Em 2011, o espanhol era o técnico da seleção da Espanha em São Paulo, quando as espanholas eliminaram o Brasil. De lá para cá, enfrentou a seleção brasileira em diversas oportunidades. Em Londres 2012, foi medalha de bronze com a Espanha. Conhecedor do handebol brasileiro, ele não descarta nenhuma jogadora, inclusive Alê Nascimento, que se recupera de uma lesão no joelho.

- Todas as jogadoras brasileiras são selecionáveis. Até agora, nenhuma demonstrou a intenção de desistir da seleção. Vamos considerar as melhores para estar na seleção. Depende da aptidão de cada uma, lesões e se elas se encaixam bem no nosso modelo de jogo. Fernanda e Alexandra, por exemplo não estão jogando por diferentes circunstâncias, mas estao em minha lista de jogadoras elegíveis. Elas são duas atletas extraordinárias e espero que estejam em breve em boas condições. Mayssa não estava na última chamada, por motivos pessoais, mas estará na próxima - explicou o treinador.

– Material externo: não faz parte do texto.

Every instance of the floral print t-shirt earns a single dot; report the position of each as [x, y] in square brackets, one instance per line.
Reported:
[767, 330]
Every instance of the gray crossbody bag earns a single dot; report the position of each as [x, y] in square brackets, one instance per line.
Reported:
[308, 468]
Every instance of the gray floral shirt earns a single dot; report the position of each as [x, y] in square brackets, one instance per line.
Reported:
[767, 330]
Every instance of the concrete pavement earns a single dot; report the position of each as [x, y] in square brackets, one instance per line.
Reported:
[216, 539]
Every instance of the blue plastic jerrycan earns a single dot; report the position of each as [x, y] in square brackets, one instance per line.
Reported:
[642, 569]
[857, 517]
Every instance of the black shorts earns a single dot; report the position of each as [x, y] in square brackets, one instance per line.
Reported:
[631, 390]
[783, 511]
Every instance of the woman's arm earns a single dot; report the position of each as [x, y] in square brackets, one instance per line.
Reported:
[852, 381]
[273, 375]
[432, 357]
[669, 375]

O primeiro encontro com as meninas será no dia 25 de setembro, em período de treinos e amistosos na França. Depois, o time se reencontra em novembro, na Romênia, onde treinará e fará outros amistosos. O pré-Mundial, também em novembro, será na Holanda ou na Suíça. O Mundial acontece de 1 a 17 de dezembro, na Alemanha. O Brasil está no Grupo C ao lado de Dinamarca, Rússia, Montenegro, Japão e Tunísia.

A ideia de Duenãs e aproveitar ao máximo possível o trabalho anterior de Morten Soubak.

- A idéia é explorar o trabalho feito anteriormente, porém, mudar a maneira como jogam e também introduzir algumas novas atletas. Nós não vamos deixar de buscar um bom resultado no Mundial, mas eu entendo que as mudanças mais significativas levam mais tempo, isto é, para o Mundial no Japão que é uma das competições que qualifica para Tóquio 2020, teremos uma equipe muito mais competitiva.

Técnico dará cursos Brasil afora

O espanhol virá ao Brasil este mês. Ele aproveitará a vinda para ministrar palestras e cursos. Dueñas irá começar a programação por Goiânia (GO) no dia 20, depois segue para Florianópolis (SC) no dia 24, Manaus (AM) no dia 28, e Maceió (AL) no dia 2 de setembro. Cada curso terá duração de três dias. O conteúdo prático e teórico aborda fundamentos como a defesa, o papel do pivô, inferioridade numérica, sistemas de ataque, entre outros.

- Durante o curso, apresentarei algumas das minhas ideias de jogo que irei realizar com a Seleção. São ideias defensivas mais ativas, ideias ofensivas de jogo mais dinâmico, uma metodologia de ensino na formação de jogadoras e novas tendências de jogo col rico de ataque e defesa - disse Dueñas.